Au café, le matin une blonde lui parle cinéma : la tasse de café lui rappelle le verre de lait de Soupçons. Elle parle de La dame de Shanghai de Welles. Les films les meilleurs sont comme des rêves que l'on croit avoir fait sans en être certain. Il y a une image dans ma tête d'une chambre pleine de sable avec un oiseau qui vole vers moi et qui plonge son aile dans le sable et je ne sais pas si cette image provient d'un rêve ou d'un film. "Les diamants sont les meilleurs amis d'une femme" dit-elle en lui remettant sa boite rouge. Ils écoutent Schubert
Le Solitaire prend le train pour Séville. Il y croise une jeune femme japonaise qui lui parle sciences et lui remet les clés d'une chambre d'hôtel à Séville. Il devra y rester trois nuits. Il se rend dans un club et écoute du Flamenco. Il aperçoit la jeune femme brune en écoutant Schubert. Un guitariste vient lui parler peinture et lui promet un chauffeur pour sa destination finale.
Le Solitaire prend le train pour Dona Maria Ocana, près d'Alméria. Il est conduit loin dans la campagne par une femme dans une camionnette avec un slogan peint, "La vie ne vaut rien". Il voit une propriété gardée par des hommes en armes. Un hélicoptère y dépose des gens importants. A son retour dans la maison délabrée, le solitaire découvre la brune morte. Le solitaire se saisit de la corde de guitare marche dans la nuit jusqu'à la propriété gardée et étrangle avec la corde "Celui qui se croit plus grand que les autres"
Le Solitaire revient à Madrid et voit Gran Sabana d'Antoni Tàpies au Reina Sofia. et quitte la ville.

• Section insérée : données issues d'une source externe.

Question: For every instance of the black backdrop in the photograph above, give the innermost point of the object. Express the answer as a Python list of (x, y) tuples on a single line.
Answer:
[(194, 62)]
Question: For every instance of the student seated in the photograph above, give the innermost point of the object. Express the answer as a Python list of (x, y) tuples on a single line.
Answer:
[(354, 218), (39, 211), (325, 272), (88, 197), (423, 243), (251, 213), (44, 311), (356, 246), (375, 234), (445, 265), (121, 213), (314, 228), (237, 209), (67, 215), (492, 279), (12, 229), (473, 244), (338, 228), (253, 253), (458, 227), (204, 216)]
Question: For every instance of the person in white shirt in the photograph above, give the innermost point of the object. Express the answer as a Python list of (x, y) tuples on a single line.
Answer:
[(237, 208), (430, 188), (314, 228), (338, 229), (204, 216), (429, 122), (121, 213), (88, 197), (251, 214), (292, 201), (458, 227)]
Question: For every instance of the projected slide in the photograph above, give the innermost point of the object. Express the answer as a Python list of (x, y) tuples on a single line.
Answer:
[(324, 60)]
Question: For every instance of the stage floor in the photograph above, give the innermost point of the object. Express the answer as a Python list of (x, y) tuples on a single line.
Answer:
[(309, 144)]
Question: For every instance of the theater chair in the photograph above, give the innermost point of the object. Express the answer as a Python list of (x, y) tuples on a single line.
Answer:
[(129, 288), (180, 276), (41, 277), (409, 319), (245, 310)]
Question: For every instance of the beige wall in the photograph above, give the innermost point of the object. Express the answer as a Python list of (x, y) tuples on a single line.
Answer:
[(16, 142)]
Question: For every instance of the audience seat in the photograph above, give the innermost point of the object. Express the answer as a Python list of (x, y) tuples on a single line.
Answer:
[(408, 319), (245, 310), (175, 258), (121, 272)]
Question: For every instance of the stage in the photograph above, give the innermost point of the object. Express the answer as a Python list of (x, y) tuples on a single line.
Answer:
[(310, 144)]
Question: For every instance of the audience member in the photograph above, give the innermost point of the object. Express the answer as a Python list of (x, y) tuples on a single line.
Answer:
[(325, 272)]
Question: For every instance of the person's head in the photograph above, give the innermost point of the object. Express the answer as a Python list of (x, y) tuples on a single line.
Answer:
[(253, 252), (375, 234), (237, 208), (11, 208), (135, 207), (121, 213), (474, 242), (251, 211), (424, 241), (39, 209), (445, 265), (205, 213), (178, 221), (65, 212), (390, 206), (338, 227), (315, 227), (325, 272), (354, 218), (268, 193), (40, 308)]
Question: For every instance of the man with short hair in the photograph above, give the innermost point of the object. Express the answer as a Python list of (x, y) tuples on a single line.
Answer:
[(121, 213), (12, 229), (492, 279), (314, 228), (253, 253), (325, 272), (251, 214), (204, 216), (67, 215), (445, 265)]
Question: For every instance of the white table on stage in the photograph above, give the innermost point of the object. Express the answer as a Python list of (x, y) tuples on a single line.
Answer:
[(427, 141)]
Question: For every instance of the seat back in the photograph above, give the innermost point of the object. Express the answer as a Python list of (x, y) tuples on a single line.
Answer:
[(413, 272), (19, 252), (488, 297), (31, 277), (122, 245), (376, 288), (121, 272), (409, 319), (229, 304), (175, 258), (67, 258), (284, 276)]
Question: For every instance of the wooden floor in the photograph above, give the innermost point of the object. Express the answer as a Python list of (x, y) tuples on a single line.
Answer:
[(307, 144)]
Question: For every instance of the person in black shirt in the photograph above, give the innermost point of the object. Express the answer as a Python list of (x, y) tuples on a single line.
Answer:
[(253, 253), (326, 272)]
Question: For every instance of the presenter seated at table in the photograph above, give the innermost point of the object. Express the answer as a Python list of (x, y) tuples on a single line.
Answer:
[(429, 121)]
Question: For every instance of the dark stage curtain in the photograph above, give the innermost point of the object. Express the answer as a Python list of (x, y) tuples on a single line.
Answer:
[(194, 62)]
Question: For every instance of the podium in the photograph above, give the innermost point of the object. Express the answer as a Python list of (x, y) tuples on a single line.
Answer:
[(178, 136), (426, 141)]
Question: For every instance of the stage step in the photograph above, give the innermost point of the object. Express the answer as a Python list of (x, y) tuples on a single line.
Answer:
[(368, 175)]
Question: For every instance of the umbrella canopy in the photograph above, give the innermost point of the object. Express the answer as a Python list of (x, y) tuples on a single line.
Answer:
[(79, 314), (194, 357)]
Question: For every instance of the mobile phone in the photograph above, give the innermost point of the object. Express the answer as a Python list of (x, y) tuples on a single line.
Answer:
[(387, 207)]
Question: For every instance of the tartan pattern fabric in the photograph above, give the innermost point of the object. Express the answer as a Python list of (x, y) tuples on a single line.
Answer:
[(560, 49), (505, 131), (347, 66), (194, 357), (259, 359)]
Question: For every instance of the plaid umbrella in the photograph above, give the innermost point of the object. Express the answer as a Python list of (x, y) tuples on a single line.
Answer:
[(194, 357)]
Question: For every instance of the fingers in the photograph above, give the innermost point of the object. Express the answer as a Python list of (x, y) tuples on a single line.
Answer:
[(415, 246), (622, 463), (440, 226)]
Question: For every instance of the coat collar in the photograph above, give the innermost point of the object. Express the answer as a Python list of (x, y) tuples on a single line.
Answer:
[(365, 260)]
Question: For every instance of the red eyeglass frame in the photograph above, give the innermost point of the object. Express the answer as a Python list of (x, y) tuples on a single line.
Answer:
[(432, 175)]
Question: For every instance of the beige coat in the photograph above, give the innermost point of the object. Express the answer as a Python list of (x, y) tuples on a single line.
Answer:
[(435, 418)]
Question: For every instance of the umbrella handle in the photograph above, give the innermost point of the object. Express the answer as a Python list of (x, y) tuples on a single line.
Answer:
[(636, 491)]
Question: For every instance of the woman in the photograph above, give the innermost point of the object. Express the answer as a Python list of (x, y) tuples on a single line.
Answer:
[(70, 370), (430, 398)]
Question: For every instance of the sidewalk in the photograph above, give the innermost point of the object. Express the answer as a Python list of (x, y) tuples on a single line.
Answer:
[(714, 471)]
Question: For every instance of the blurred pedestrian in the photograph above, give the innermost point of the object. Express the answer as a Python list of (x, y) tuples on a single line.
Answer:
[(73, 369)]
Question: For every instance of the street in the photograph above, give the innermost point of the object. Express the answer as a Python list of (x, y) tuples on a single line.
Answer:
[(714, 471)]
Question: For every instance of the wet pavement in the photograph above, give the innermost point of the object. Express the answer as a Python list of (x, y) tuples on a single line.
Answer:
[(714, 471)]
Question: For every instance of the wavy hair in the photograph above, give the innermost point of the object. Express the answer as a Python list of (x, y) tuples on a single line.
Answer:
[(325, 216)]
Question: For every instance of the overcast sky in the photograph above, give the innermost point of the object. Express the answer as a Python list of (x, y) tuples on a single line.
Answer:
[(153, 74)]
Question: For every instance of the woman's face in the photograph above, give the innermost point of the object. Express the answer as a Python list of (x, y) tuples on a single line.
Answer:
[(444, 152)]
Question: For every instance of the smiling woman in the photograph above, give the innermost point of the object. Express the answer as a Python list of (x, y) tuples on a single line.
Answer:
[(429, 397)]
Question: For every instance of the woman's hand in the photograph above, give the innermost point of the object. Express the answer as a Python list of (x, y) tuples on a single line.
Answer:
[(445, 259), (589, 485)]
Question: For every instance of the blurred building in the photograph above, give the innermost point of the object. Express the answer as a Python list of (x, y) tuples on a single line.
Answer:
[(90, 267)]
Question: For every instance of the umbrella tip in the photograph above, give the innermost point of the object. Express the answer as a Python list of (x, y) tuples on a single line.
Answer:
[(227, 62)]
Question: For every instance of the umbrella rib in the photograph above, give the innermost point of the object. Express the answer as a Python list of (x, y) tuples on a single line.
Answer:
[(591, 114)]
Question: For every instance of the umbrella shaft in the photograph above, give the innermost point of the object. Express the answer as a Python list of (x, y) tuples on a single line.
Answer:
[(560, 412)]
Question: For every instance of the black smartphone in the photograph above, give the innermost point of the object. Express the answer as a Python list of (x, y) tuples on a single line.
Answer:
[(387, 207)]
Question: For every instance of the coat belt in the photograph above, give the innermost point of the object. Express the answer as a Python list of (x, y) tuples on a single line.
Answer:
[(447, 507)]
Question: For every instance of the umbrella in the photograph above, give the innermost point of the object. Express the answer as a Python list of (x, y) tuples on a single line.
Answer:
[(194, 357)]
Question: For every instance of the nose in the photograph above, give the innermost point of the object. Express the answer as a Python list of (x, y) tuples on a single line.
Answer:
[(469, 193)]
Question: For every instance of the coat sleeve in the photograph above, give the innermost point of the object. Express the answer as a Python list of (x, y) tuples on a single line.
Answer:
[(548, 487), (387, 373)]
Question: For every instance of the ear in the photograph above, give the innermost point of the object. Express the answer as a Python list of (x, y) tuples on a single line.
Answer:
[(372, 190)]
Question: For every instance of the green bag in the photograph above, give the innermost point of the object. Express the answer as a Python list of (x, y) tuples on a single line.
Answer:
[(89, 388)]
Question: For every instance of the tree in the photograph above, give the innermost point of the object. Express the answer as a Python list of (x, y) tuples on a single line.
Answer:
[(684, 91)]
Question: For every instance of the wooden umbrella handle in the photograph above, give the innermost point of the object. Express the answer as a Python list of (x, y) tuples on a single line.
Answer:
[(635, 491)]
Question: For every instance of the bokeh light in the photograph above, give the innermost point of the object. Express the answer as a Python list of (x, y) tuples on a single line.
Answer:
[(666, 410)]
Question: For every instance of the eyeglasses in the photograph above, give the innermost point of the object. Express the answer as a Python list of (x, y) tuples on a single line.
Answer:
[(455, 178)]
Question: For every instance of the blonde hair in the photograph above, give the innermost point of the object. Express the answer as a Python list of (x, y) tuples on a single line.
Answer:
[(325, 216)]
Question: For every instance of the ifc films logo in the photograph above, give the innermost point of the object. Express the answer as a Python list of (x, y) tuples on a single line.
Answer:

Il abandonne son sac à la consigne. Il se change dans des toilettes, enfile un survêtement aux couleurs panafricaines et sort vers la ville.

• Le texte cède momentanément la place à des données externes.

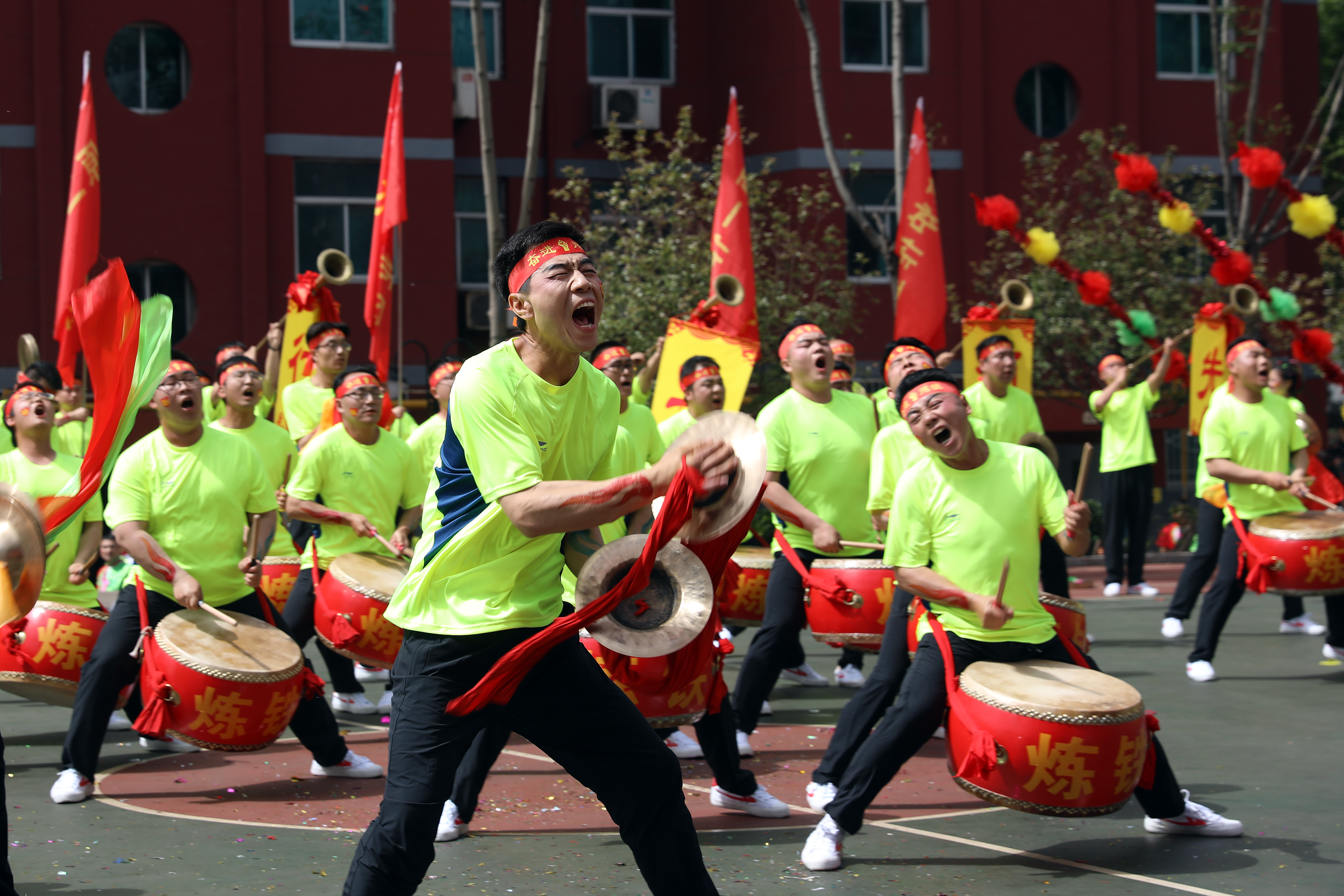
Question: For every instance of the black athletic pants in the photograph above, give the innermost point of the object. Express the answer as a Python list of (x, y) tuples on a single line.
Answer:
[(879, 691), (776, 645), (1127, 508), (569, 708), (919, 713), (111, 668), (299, 617)]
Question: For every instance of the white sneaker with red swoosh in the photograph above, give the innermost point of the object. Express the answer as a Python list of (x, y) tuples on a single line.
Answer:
[(1197, 821)]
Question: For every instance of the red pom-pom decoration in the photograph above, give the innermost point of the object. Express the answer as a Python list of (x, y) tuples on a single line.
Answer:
[(1094, 288), (1134, 172), (1261, 164), (1231, 269), (1314, 347), (998, 211)]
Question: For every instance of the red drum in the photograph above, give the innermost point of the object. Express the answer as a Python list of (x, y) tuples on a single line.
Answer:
[(742, 597), (351, 601), (277, 579), (663, 711), (862, 617), (230, 688), (1307, 550), (1069, 741)]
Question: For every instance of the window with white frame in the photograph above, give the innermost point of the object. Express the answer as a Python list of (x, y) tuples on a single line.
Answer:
[(464, 52), (342, 23), (334, 209), (866, 34), (631, 41), (1184, 41)]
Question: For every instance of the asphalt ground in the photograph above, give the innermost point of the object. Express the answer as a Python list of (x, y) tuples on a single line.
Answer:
[(1261, 745)]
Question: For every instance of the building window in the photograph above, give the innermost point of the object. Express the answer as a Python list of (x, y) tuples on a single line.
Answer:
[(1184, 41), (147, 67), (154, 277), (631, 41), (464, 53), (1046, 100), (866, 29), (334, 209), (342, 23)]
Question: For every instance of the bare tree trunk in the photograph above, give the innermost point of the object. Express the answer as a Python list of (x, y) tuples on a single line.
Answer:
[(534, 120), (494, 230)]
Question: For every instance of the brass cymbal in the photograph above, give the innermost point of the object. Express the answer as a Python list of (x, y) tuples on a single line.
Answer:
[(721, 511), (662, 618), (22, 551)]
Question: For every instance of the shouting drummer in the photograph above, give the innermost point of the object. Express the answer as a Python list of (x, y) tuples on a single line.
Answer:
[(178, 501), (963, 511), (362, 474), (526, 460)]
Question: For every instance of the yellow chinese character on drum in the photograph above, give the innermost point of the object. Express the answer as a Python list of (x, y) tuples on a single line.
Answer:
[(1061, 766), (64, 644)]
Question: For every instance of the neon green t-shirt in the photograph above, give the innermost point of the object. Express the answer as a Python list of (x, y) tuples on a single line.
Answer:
[(1126, 438), (272, 445), (195, 501), (1010, 417), (1260, 437), (824, 451), (967, 522), (509, 431), (45, 480), (351, 477)]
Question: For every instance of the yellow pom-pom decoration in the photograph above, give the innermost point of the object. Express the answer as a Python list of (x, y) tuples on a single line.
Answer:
[(1178, 218), (1043, 246), (1312, 217)]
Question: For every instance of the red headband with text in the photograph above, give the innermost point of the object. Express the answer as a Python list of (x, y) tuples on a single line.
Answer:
[(537, 257)]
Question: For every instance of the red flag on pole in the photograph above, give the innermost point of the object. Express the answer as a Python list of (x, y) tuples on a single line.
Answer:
[(921, 288), (389, 211), (82, 215)]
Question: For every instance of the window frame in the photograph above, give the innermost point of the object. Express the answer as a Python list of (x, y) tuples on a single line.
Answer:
[(886, 38), (342, 44), (629, 14)]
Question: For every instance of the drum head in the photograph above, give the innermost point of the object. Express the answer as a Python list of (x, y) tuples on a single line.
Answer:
[(249, 652), (1046, 688), (370, 574)]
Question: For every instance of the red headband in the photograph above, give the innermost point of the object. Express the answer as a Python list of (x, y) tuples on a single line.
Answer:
[(926, 389), (537, 257), (698, 374), (354, 382), (795, 335), (609, 355)]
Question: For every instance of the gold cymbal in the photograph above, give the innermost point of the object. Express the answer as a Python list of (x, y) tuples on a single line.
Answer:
[(22, 551), (662, 618), (721, 511)]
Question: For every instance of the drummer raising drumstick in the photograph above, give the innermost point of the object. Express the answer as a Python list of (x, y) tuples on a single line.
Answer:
[(961, 511)]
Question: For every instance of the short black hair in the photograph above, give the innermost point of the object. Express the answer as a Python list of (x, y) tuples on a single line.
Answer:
[(926, 375), (517, 246)]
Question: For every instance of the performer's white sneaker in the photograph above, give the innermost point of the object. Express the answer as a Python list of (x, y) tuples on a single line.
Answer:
[(1201, 671), (760, 804), (352, 766), (1197, 821), (70, 788), (355, 704), (806, 676), (849, 676), (820, 796), (822, 852), (1301, 625), (451, 826), (683, 746)]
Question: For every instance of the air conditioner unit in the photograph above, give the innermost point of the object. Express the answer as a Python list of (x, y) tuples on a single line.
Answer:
[(632, 105), (464, 93)]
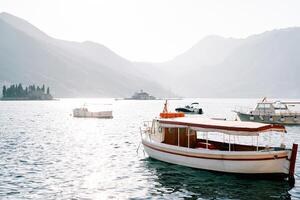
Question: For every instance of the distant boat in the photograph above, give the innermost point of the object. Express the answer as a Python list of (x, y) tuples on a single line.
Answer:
[(272, 112), (84, 112), (193, 108), (141, 96)]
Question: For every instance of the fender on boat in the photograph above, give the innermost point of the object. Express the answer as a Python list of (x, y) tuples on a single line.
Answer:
[(293, 164)]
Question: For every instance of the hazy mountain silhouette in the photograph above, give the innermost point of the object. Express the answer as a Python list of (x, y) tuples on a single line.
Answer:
[(71, 69), (266, 64)]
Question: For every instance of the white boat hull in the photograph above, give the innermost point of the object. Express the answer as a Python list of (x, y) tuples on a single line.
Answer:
[(88, 114), (214, 160)]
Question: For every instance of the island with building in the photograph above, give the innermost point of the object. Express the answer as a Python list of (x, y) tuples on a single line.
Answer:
[(141, 95), (31, 92)]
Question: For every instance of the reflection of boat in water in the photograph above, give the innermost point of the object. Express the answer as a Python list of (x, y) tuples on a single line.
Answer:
[(175, 140), (84, 112), (179, 181), (276, 112), (141, 96), (194, 108)]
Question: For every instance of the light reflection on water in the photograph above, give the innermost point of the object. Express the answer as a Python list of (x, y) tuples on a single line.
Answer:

Dix ans après Ghost Dog, Jarmusch reprend le parcours d'un tueur solitaire, non plus pour le parcours d'un film de gangster mais celui d'un film d'espionnage, toutefois privé de grandes scènes d'émotion, d'actions et de vengeance. Il ne garde plus qu'une succession de confrontations de personnages deux à deux. Il s'agit ainsi d'un film peu aimable : l'impression d'exercice de style domine avec son scénario construit sur une succession de scénettes à peine raccrochées les unes aux autres pour une mission finale qui ne se révèle qu'à la fin.
No limit, no control
La mission à accomplir se présente comme plutôt mystérieuse : "Celui qui se croit plus grand que les autres doit aller au cimetière. Allez jusqu'aux tours puis au café, attendez quelques jours et guettez le violon" disent le Créole et le Français au Solitaire. On ne comprend qu'à la fin que "celui qui se croit plus grand que les autres" est l'Américain. "Vous ne comprenez rien au monde dit celui-ci plein de morgue. Vous espérez en me tuant éliminer tout contrôle "sur une réalité de merde (films, musiques et hallucinations). Le solitaire reprend alors la phrase de son commendataire créole : "la réalité est arbitraire" et tue sa victime.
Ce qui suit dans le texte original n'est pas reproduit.